Più caduti nei cantieri che in Iraq
ROMA. Gli incidenti sul lavoro in Italia fanno più vittime della seconda Guerra del Golfo, il settore dei trasporti in particolare ha la più alta incidenza di morti bianche, le province con il più alto tasso di infortuni sono Taranto, Gorizia, Ragusa e Rimini, mentre le regioni dove si verificano più incidenti mortali sono Lombardia ed Emilia Romagna. A delineare il quadro di un fenomeno provocatoriamente comparato con quello dei caduti in guerra, i dati dell'indagine preparata dall'Eurispes per Daniele Capezzone, presidente della Commissione attività produttive della Camera.
«Gli infortuni sul lavoro rappresentano una vicenda di gravità estrema e attualità costante - sottolinea Capezzone -. Bisogna intervenire politicamente in favore delle imprese, invece di vessarle fiscalmente, è necessario intensificare i controlli, eliminare il meccanismo appalti-subappalti insieme al sommerso e fare un patto per la sicurezza».
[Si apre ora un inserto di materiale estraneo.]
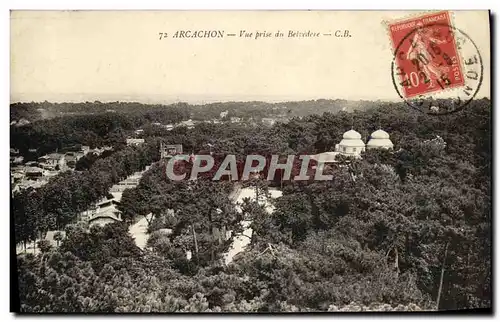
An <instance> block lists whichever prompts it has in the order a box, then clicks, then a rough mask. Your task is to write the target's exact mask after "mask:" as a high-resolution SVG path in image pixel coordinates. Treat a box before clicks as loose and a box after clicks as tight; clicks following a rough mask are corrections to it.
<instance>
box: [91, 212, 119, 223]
mask: <svg viewBox="0 0 500 322" xmlns="http://www.w3.org/2000/svg"><path fill="white" fill-rule="evenodd" d="M102 218H109V219H113V220H114V221H122V220H121V219H120V218H118V217H116V215H114V214H111V213H107V212H106V213H102V214H97V215H95V216H92V218H90V219H89V222H91V221H94V220H97V219H102Z"/></svg>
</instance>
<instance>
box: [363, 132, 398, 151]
mask: <svg viewBox="0 0 500 322" xmlns="http://www.w3.org/2000/svg"><path fill="white" fill-rule="evenodd" d="M366 147H367V148H368V149H379V148H382V149H392V148H394V144H392V141H391V139H390V138H389V133H387V132H386V131H384V130H377V131H375V132H373V133H372V134H371V135H370V140H369V141H368V143H367V144H366Z"/></svg>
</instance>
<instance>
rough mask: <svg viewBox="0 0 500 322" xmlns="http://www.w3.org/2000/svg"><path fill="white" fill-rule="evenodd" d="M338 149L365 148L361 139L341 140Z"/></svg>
mask: <svg viewBox="0 0 500 322" xmlns="http://www.w3.org/2000/svg"><path fill="white" fill-rule="evenodd" d="M339 146H340V147H344V146H345V147H353V148H358V147H359V148H362V147H365V142H363V140H361V139H346V138H344V139H342V141H340V143H339Z"/></svg>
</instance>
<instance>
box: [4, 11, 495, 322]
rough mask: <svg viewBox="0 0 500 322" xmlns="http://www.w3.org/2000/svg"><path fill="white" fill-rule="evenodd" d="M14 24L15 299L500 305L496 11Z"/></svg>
mask: <svg viewBox="0 0 500 322" xmlns="http://www.w3.org/2000/svg"><path fill="white" fill-rule="evenodd" d="M10 28H11V31H10V32H11V33H10V36H11V40H10V47H11V48H10V50H11V56H10V59H11V60H10V64H11V66H10V73H11V74H10V79H11V102H10V178H11V199H10V200H11V213H10V222H11V240H12V248H11V251H12V252H15V256H13V258H14V257H15V258H16V261H15V263H14V264H13V265H15V266H16V268H17V269H16V270H14V271H12V277H11V280H12V281H13V282H12V283H11V287H12V294H14V295H13V297H12V298H11V310H12V311H15V312H20V313H61V312H62V313H91V312H92V313H130V312H139V313H176V312H200V313H204V312H212V313H217V312H220V313H223V312H233V313H250V312H261V313H276V312H301V313H307V312H352V311H356V312H365V311H377V312H387V311H403V312H406V311H427V312H436V311H456V310H472V312H478V313H479V312H490V313H491V312H492V280H493V276H492V225H491V218H492V207H491V205H492V195H491V187H492V184H491V171H492V164H491V158H492V145H491V142H492V137H491V134H492V129H491V114H492V113H491V112H492V103H491V98H490V97H491V88H490V82H491V57H490V53H491V44H490V39H491V37H490V34H491V29H490V28H491V27H490V13H489V12H488V11H457V10H454V11H451V10H439V11H431V10H429V11H16V10H14V11H11V14H10ZM469 312H471V311H469Z"/></svg>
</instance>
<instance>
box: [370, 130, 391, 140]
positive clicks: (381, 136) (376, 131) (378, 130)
mask: <svg viewBox="0 0 500 322" xmlns="http://www.w3.org/2000/svg"><path fill="white" fill-rule="evenodd" d="M370 137H371V138H372V139H388V138H389V133H387V132H386V131H384V130H377V131H375V132H373V133H372V135H370Z"/></svg>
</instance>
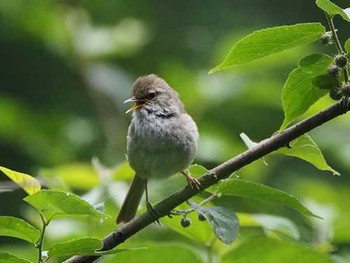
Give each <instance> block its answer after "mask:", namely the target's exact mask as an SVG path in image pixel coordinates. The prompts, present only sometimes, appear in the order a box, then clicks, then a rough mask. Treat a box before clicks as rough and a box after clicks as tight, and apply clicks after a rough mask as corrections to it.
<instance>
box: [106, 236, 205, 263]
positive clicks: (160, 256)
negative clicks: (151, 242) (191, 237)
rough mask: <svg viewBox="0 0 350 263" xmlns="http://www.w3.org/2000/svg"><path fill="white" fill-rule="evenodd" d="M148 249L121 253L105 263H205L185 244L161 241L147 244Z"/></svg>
mask: <svg viewBox="0 0 350 263" xmlns="http://www.w3.org/2000/svg"><path fill="white" fill-rule="evenodd" d="M147 247H148V249H147V250H142V251H133V252H132V254H130V253H121V254H118V255H116V256H109V257H106V258H104V259H103V262H104V263H115V262H127V263H147V262H152V263H157V262H166V263H178V262H184V263H185V262H191V263H201V262H203V259H202V257H201V256H202V255H200V254H199V253H198V252H197V251H196V249H193V247H190V246H188V245H186V244H184V242H182V243H176V244H174V243H171V244H169V242H167V241H166V240H161V242H158V243H156V244H147Z"/></svg>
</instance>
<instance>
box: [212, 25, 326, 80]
mask: <svg viewBox="0 0 350 263" xmlns="http://www.w3.org/2000/svg"><path fill="white" fill-rule="evenodd" d="M324 33H325V29H324V27H323V26H322V25H321V24H320V23H306V24H297V25H291V26H280V27H273V28H268V29H262V30H259V31H255V32H254V33H252V34H250V35H248V36H246V37H245V38H243V39H242V40H240V41H238V42H237V43H236V44H235V45H234V46H233V47H232V49H231V50H230V52H229V54H228V55H227V57H226V58H225V59H224V61H223V62H222V63H221V64H220V65H218V66H217V67H215V68H213V69H212V70H211V71H210V73H214V72H216V71H220V70H223V69H227V68H230V67H233V66H235V65H240V64H244V63H248V62H251V61H253V60H256V59H259V58H263V57H265V56H268V55H271V54H274V53H278V52H281V51H284V50H286V49H289V48H293V47H296V46H299V45H304V44H308V43H311V42H314V41H316V40H318V39H319V38H320V37H321V36H322V35H323V34H324Z"/></svg>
Paragonando i decessi tra i lavoratori e i soldati, l'Eurispes rivela che dall'aprile 2003 all'aprile 2007 i militari della coalizione che hanno perso la vita sono stati 3.520, mentre dal 2003 al 2006, i morti sul lavoro in Italia sono stati 5.252. Le cifre, elaborate su dati Inail, prendono in esame il periodo dal 2000 al 2006 e rilevano una media di 1.376 morti all'anno, 37 anni l'età media delle vittime. Quasi il 70% delle morti bianche (pari a 850 lavoratori) avviene per cadute dall'alto di impalcature nell'edilizia; per ribaltamento del trattore in agricoltura; in incidenti stradali nel trasporto merci per le eccessive ore trascorse alla guida. La ricerca si sofferma in particolare sul triennio 2003-2005 e riferisce che le donne infortunate sono in media il 25,75%, con un tasso di mortalità del 7,7%. La percentuale media di denunce per infortunio tra gli immigrati è dell'11,71%, mentre quella dei decessi è del 12.03%. Una differenza cosi esigua fa presupporre che molti stranieri non denuncino affatto gli infortuni.
L'indagine dell'Eurispes stila poi una graduatoria del tasso di infortuni per provincia diviso per settori economici e riferita all'anno 2005 che ha registrato circa 950mila incidenti. Ed è nei trasporti che si trovano le percentuali di infortuni più elevate, con le province di Rieti, L'Aquila e Bologna in testa alla classifica. A seguire i settori dell'agricoltura (dove 'primeggiano" Rimini, Genova e Trieste), delle costruzioni (con Rimini, Bolzano e Gorizia) e dell'industria (con Taranto, Gorizia e Ragusa) che mostra i valori più bassi. Nel complesso, la distribuzione territoriale degli infortuni pone in evidenza che le province più interessate dal fenomeno sono Taranto (11,33%), Gorizia (9,60%) e Ragusa (8,78%). La graduatoria regionale invece, si sofferma sul numero degli incidenti mortali e rivela che dal 2003 al 2005, Lombardia ed Emilia Romagna hanno occupato sempre il primo e secondo posto. Se però si rapporta il numero di morti al numero di ore di lavoro o al totale degli addetti, le regioni con la maggiore incidenza di morti bianche sono quelle del Sud, dove la disoccupazione è più alta.